I may be getting too personal in making an example, but I think this illustrates somewhat... I am easy to define as "overprotective" when it comes to my kids. I see and simulate danger and just enter a higher state of situational awareness (which I already torture myself with more than I think is normal). I consider them a "problem" or a factor in the ongoing threat matrix I must navigate, which feels like I treat them like one would their wallet getting lost or whatever. I switch off conversation, etc., and remove interest in casual behavior. I realize I objectify them and people this way. I know I sound a little ...callous? I am interested only in goals being reached and they just become that part of an equation I am working out to solve. Free will and emotion are interference. I have trouble understanding those that can't shut off emotional response when prudent. I sometimes just think kids are demented creatures which need only survive to adulthood, and then we can talk. Till then, there is no reason to talk beyond certain things since they just dont and cant understand.

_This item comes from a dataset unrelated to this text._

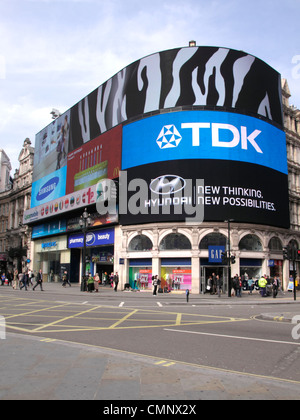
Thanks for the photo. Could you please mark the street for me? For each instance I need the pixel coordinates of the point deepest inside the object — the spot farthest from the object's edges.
(208, 348)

Well yeah, it's not like you inhale someone who is turned on and go "Damn dat smells sexay", it's a passive response that is associative at best for recognition. If anything, it's the sort of thing you notice by studying yourself as opposed to them.
I only bring up that point as an old friend had a reduced sense of smell from a semi-experimental nasal stimulant to fight allergies. He was less allergic, but he couldn't smell things too well, such as if milk had gone bad or the aroma of something being cooked. He also never got the hint when someone was flirting with him or other social cues.
Coorelation does not mean causation, but it has always left me curious about how one's sense of smell might affect how victim they are to other people's feelings, at least in a minorly connected fashion.
Coorelation does not mean causation, but it has always left me curious about how one's sense of smell might affect how victim they are to other people's feelings, at least in a minorly connected fashion.
Whoa! That's a really cool idea actually. Do feelings give off subliminal smells? It makes sense in a lot of ways.
It is odd how it seems we forget we are animals. Instincts, subliminal action/reaction, unknown sensory effects... At least, it seems to confound the layer of consciousness we chatter to ourselves with that asks "why do I do this?" We all know but we don't? We also have a magnetic sense, usually attributed to the migrating birds. Plenty of examples of how zapping brains makes drastic subjective switches.